The banking industry registered a profit of 45.3% (GHS2.83 billion) for the first 10 months of 2019, according to the November 2019 Banking Sector
Report.
This is against the 22.3% growth (GHS1.59 billion) recorded during the same period last year.
Despite this impressive performance, Class Business understands that some banks are struggling to perform.
According to the report, the increase in the net income was on the back of significant increases in net interest income and fee; and commission income while operating cost was contained.
The industry’s net interest income grew by 23.9% (GHS7.56 billion) compared with the 0.3% contraction (GHS6.10 billion) recorded in the same period a year ago.
The increase in the net interest income, the report reiterated, was due to a stronger growth in interest income (16.8% y/y) which more than offset the growth in interest expense (5.2% y/y).
This contributed to the 33.0% growth in net operating income as all the revenue sources grew faster than operating expenses.
On a year-to-date basis, net fees and commissions was GHS1.79 billion in October 2019 representing a slower year-on-year growth of 12.3% compared with GHS1.59 billion in October 2018.
Growth in operating expenses, however, picked up on account of staff costs and other operating expenses.

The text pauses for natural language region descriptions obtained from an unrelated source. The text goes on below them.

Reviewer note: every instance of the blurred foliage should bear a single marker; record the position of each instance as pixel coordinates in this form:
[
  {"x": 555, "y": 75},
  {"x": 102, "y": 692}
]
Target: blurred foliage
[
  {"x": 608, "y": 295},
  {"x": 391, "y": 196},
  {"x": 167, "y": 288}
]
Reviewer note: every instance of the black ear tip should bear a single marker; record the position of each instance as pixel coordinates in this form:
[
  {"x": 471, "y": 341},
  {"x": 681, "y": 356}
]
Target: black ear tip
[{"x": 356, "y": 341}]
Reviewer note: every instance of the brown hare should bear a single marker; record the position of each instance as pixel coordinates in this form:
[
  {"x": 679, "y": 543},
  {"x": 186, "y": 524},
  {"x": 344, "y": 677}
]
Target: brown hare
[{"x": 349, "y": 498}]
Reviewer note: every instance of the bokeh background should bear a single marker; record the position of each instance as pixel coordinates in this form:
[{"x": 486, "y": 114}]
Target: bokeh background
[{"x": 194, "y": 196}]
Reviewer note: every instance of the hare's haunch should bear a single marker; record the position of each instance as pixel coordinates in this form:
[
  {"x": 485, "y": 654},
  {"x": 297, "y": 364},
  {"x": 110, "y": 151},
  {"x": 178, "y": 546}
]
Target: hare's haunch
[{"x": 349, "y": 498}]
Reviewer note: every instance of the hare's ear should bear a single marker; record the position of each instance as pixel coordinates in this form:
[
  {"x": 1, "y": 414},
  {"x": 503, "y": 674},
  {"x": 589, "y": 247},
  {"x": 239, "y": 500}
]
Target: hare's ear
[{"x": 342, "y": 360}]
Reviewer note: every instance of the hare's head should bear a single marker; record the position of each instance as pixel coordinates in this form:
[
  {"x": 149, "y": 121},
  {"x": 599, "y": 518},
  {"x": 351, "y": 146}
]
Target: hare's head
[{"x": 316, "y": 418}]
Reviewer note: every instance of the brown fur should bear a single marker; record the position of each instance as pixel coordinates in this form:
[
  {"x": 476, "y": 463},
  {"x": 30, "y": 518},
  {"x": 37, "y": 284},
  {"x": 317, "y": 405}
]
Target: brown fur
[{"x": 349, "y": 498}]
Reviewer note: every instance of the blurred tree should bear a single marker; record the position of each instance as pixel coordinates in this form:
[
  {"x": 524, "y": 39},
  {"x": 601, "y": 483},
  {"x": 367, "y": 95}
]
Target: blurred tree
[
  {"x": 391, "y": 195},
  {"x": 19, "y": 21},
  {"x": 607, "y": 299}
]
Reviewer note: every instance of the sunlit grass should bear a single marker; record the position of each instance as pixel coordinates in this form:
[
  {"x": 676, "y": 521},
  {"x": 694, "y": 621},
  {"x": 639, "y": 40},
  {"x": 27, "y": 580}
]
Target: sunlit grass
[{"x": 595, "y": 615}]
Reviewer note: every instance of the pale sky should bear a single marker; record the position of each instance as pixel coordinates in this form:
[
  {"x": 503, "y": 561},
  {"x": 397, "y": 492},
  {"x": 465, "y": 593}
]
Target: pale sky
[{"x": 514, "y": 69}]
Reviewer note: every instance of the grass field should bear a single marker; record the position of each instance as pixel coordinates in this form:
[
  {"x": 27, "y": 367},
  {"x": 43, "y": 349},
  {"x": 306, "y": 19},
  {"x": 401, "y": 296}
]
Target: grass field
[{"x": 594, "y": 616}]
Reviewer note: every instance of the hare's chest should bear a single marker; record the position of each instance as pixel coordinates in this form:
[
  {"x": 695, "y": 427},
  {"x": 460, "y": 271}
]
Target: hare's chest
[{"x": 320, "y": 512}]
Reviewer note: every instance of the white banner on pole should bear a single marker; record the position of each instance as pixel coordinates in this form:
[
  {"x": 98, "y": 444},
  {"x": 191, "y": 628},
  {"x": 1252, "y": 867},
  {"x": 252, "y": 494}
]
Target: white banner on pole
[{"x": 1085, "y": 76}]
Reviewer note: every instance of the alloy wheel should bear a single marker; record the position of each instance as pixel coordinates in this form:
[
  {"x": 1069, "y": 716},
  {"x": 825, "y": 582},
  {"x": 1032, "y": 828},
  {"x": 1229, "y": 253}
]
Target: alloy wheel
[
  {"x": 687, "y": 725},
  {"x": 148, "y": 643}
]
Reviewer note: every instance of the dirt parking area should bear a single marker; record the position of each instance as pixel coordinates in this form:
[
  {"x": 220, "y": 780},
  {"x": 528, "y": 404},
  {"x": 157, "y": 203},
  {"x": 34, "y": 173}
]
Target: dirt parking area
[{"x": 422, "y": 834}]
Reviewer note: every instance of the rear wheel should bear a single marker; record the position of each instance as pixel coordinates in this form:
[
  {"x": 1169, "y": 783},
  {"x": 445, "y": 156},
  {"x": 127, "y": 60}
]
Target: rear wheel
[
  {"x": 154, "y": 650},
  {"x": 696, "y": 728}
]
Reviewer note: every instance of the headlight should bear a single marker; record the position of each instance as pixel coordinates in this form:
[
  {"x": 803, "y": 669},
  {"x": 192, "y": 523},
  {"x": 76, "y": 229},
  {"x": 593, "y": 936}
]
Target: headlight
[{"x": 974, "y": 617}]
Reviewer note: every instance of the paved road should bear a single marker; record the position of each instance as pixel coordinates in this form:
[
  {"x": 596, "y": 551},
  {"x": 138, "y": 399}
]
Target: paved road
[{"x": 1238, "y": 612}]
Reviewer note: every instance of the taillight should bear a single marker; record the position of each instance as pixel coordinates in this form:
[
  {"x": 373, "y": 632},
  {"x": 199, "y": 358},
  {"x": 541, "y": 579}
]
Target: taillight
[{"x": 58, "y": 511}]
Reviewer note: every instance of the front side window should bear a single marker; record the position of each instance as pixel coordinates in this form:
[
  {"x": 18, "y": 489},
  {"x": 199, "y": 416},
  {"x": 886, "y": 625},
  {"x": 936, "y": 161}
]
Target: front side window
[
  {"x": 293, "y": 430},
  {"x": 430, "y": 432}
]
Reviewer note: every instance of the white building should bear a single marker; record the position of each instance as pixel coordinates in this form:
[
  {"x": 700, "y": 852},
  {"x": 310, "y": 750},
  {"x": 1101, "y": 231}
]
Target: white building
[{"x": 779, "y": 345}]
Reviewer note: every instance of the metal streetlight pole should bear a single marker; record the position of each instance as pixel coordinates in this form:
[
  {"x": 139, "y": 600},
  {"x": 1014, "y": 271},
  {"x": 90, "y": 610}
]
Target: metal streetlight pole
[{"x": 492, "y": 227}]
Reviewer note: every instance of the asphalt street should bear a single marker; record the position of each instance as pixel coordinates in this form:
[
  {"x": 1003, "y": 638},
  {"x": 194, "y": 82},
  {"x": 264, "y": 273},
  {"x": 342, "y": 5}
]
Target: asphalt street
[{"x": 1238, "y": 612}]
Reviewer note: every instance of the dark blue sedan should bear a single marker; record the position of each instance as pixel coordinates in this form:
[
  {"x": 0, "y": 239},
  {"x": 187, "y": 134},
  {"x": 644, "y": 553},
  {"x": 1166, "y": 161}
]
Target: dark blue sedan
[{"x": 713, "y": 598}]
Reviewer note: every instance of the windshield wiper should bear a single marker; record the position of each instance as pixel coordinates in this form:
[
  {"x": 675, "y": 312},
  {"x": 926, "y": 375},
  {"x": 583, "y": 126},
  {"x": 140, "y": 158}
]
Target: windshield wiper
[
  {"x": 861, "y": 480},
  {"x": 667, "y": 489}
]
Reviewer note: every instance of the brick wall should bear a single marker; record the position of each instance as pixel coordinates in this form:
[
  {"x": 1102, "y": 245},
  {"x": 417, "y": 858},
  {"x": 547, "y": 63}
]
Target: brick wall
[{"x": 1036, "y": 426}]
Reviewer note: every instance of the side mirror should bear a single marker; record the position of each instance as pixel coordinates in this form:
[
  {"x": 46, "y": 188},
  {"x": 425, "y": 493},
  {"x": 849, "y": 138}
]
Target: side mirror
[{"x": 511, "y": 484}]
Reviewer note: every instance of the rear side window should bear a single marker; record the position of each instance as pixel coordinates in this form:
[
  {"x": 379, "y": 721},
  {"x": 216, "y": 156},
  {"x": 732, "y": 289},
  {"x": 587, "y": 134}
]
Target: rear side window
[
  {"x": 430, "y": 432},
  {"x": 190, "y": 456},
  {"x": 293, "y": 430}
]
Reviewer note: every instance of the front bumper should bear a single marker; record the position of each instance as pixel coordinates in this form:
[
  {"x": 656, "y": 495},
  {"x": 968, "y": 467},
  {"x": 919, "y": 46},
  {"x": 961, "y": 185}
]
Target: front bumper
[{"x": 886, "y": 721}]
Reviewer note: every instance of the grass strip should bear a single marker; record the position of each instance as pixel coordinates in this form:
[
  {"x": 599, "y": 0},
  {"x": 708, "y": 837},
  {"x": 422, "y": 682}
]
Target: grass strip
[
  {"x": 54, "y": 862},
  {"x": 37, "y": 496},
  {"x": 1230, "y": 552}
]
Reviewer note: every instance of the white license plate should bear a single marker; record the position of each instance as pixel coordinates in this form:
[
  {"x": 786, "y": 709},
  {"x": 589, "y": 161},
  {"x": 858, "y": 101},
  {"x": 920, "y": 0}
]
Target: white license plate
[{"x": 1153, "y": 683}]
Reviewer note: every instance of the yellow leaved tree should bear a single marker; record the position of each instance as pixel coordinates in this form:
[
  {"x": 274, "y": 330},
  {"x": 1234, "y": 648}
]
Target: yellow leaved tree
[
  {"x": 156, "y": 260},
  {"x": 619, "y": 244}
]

The industry’s staff cost of GHS2.85 billion during the first ten months of 2019 was 15.5% higher than the GHS2.47 billion recorded during the same period in 2018.
Similarly, the banks’ other operating expenses (largely comprising administrative expenses) went up by 6.9% (GHS2.38 billion) in October 2019 compared with the 1.7 per cent growth which amounted to GHS2.23 billion during the same comparative period a year ago.
Return on Assets and Return on Equity
According to the report, the industry’s main profitability indicators were positive during the period. The ratio of profit-after-tax to average shareholders’ funds, termed after-tax Return on Equity (ROE) increased to 20.7 per cent in October 2019 from 17.6 per cent in October 2018.
This points to a higher earning on each unit of average shareholders’ funds used. The ratio of profit-before-tax to average total assets, termed before-tax ROA increased to 4.3 per cent from 3.3 per cent during the same comparative period, reflecting more efficient assets utilisation to generate profits.
Interest Margin and Spread
The spread between gross yield and interest payable widened during October 2019 to 9.8 per cent from 8.1 per cent a year earlier.
The increase in the spread, according to the report, was on the back of the increase in the gross yield to 14.9% from 13.1% while interest payable increased marginally to 5.1% from 5.0% during the same comparative periods.
Overall, the report said the performance of the banking industry reveals a stronger banking sector with improved solvency, liquidity and profitability.